Shishaldin (United States) Increased steam and ash emission
Please cite this report as:
Global Volcanism Program, 1986. Report on Shishaldin (United States) (McClelland, L., ed.). Scientific Event Alert Network Bulletin, 11:4. Smithsonian Institution. https://doi.org/10.5479/si.GVP.SEAN198604-311360.
54.756°N, 163.97°W; summit elev. 2857 m
All times are local (unless otherwise noted)
Anomalously large steam plumes with traces of ash have been noted for the past several months at Shishaldin by airline pilots and passengers. Diffuse ash layers extended from the volcano on 19 and 28 March, and steam and ash emission was seen on 6-7 May. Activity was less intense the next day, and had declined to minor steaming by 10 and 13 May. [See also 11:05].

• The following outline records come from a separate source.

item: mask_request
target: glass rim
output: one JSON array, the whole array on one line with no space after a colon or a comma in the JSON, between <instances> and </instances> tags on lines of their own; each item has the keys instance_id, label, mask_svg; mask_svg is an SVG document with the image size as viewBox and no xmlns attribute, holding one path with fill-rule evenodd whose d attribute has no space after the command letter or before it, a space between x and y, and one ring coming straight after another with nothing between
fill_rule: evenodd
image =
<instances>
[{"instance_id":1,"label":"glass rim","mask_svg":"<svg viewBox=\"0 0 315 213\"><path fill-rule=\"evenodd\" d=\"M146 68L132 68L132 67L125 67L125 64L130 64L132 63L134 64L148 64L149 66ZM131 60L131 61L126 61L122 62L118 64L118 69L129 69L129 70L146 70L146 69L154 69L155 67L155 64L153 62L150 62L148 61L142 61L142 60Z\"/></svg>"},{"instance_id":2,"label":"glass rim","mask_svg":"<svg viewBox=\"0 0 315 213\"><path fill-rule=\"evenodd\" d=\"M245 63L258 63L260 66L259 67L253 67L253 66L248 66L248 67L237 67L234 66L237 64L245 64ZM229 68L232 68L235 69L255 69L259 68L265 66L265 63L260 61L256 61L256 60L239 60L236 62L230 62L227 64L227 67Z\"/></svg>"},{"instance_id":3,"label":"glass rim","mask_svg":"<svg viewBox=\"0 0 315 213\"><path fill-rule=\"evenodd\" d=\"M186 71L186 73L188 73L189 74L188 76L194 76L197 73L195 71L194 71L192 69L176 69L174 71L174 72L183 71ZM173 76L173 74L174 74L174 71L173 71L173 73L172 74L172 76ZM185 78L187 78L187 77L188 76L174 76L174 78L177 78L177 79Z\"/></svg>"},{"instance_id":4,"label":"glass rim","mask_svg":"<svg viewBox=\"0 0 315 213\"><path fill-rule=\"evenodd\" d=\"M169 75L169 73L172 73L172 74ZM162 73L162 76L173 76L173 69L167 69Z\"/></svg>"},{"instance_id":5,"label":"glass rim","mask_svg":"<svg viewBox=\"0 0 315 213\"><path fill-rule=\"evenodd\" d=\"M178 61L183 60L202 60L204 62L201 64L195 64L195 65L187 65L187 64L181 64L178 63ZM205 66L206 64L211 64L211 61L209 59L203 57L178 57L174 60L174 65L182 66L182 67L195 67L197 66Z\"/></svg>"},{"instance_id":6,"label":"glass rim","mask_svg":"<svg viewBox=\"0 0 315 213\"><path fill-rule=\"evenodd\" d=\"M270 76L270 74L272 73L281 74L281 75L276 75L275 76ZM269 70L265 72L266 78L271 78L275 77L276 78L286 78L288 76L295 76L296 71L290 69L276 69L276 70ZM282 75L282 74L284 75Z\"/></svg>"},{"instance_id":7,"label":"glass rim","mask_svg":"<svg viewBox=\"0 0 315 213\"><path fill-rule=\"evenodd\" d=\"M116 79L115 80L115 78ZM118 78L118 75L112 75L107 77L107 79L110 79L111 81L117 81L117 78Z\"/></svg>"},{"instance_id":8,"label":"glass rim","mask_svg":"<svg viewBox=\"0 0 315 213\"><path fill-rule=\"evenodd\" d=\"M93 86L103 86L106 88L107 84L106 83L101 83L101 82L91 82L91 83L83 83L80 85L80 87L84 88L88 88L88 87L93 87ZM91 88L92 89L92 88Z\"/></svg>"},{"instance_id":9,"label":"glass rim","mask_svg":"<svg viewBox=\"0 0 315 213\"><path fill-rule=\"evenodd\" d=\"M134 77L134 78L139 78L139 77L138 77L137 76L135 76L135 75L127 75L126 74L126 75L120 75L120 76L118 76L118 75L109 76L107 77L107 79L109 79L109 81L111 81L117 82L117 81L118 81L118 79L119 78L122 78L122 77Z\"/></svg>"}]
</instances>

Geologic Background. The beautifully symmetrical Shishaldin is the highest and one of the most active volcanoes of the Aleutian Islands. The glacier-covered volcano is the westernmost of three large stratovolcanoes along an E-W line in the eastern half of Unimak Island. The Aleuts named the volcano Sisquk, meaning "mountain which points the way when I am lost." A steam plume often rises from its small summit crater. Constructed atop an older glacially dissected volcano, it is largely basaltic in composition. Remnants of an older ancestral volcano are exposed on the W and NE sides at 1,500-1,800 m elevation. There are over two dozen pyroclastic cones on its NW flank, which is blanketed by massive aa lava flows. Frequent explosive activity, primarily consisting of Strombolian ash eruptions from the small summit crater, but sometimes producing lava flows, has been recorded since the 18th century.
Information Contacts: J. Reeder, ADGGS.